A privilege Escalation Attack is a method to steal information by first gaining lower-level access to your network.
An attacker can gain access to the network using a non-admin user account, and the next step would be to gain administrative privilege.
A privilege Escalation Attack is an act of exploiting a bug, design flaw, or configuration oversight in an operating system or software application to gain elevated access to resources
That are normally protected from an application or user that takes advantage of programming errors or design flaws to grant the attacker elevated access to the network and its associated data and applications.
Not every Privilege Escalation Attack will initially provide an unauthorized user with full access to the targeted system.
In those circumstances, privilege escalation is required. Successful privilege escalation attacks grant hackers privileges that normal users don’t have.
Escalation of Privileges
- Horizontal Privilege Escalation occurs when a malicious user attempts to access resources and functions that belong to peer users, who have similar access permissions.

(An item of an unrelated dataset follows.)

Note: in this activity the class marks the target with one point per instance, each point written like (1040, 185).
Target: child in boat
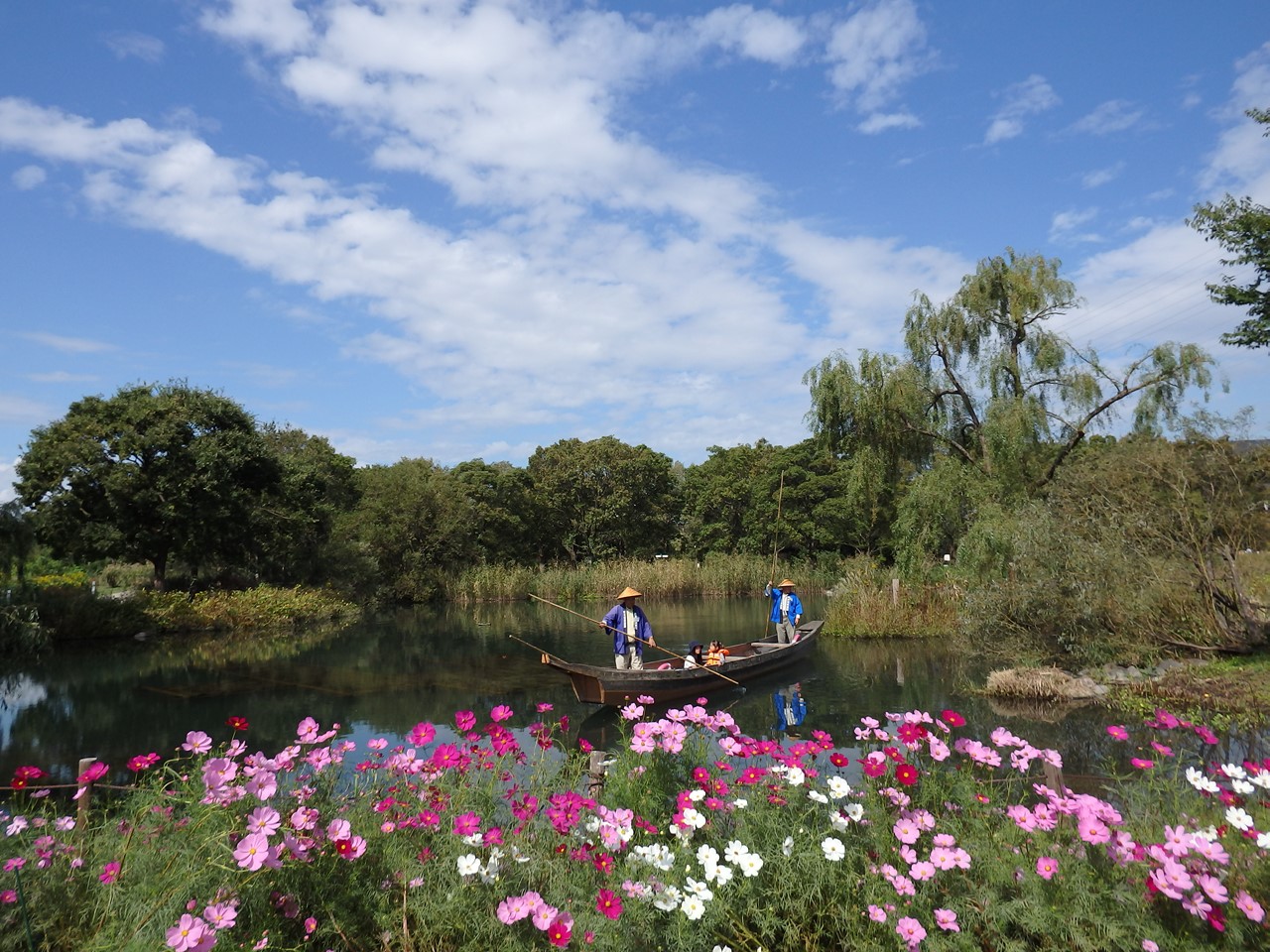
(716, 654)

- Vertical privilege escalation requires the attacker to grant himself higher privileges. This Privilege Escalation Attack is typically achieved by performing kernel-level operations that allow the attacker to run unauthorized code. In most Privilege Escalation Attacks, the hacker first logs in with a low-end user account. Then he can search for exploitable flaws in the system that can be used to elevate his privileges.

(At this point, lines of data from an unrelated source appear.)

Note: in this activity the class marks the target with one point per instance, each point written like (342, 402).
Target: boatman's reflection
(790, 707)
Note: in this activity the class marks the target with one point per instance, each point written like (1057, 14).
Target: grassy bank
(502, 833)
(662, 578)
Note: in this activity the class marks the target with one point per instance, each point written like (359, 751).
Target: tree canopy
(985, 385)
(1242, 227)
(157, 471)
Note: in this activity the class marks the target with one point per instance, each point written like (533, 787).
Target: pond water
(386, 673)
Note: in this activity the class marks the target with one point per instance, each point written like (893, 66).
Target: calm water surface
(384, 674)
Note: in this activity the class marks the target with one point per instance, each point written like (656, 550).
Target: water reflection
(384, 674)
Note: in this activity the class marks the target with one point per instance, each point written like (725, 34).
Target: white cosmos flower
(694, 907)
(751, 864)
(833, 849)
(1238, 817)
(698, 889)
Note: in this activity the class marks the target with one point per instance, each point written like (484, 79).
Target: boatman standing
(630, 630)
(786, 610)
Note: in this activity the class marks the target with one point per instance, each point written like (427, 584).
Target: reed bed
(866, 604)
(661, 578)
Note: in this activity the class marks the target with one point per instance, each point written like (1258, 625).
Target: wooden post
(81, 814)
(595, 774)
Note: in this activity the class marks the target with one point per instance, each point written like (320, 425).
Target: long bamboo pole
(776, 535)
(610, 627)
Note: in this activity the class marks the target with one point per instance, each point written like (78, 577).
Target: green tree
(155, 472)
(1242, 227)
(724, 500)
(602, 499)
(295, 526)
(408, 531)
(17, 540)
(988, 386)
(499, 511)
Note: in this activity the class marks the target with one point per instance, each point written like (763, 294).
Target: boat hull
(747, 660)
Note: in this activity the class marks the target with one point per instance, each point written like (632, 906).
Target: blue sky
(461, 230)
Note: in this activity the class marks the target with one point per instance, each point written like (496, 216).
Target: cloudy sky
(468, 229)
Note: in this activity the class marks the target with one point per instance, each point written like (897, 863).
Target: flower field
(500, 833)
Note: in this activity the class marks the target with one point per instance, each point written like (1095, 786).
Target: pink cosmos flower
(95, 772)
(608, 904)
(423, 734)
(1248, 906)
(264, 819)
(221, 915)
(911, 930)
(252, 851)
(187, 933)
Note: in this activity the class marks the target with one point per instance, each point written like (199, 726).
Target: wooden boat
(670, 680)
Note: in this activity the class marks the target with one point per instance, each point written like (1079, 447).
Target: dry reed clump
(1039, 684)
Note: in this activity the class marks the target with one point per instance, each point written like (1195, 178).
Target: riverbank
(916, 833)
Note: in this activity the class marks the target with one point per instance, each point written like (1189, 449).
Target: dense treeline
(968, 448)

Elements of the Privilege Escalation Attack
There are two key components of Windows that are behind an elevation of privilege attack access tokens and the SID History.
The access token is basically a list of the user’s SID and the SIDs of any groups of which the user may be a member.
The SID History is an Active Directory attribute that tracks the changes of an object’s SID as the object moves from one domain to another.
When a user logs into the system, the user’s access token will contain his or her present SID, the SIDs of any groups that he or she may belong to, and any SIDs that were previously associated with the user account through the SID History.
Added together, these two elements determine whether the user can access the network and what level of access he or she will have.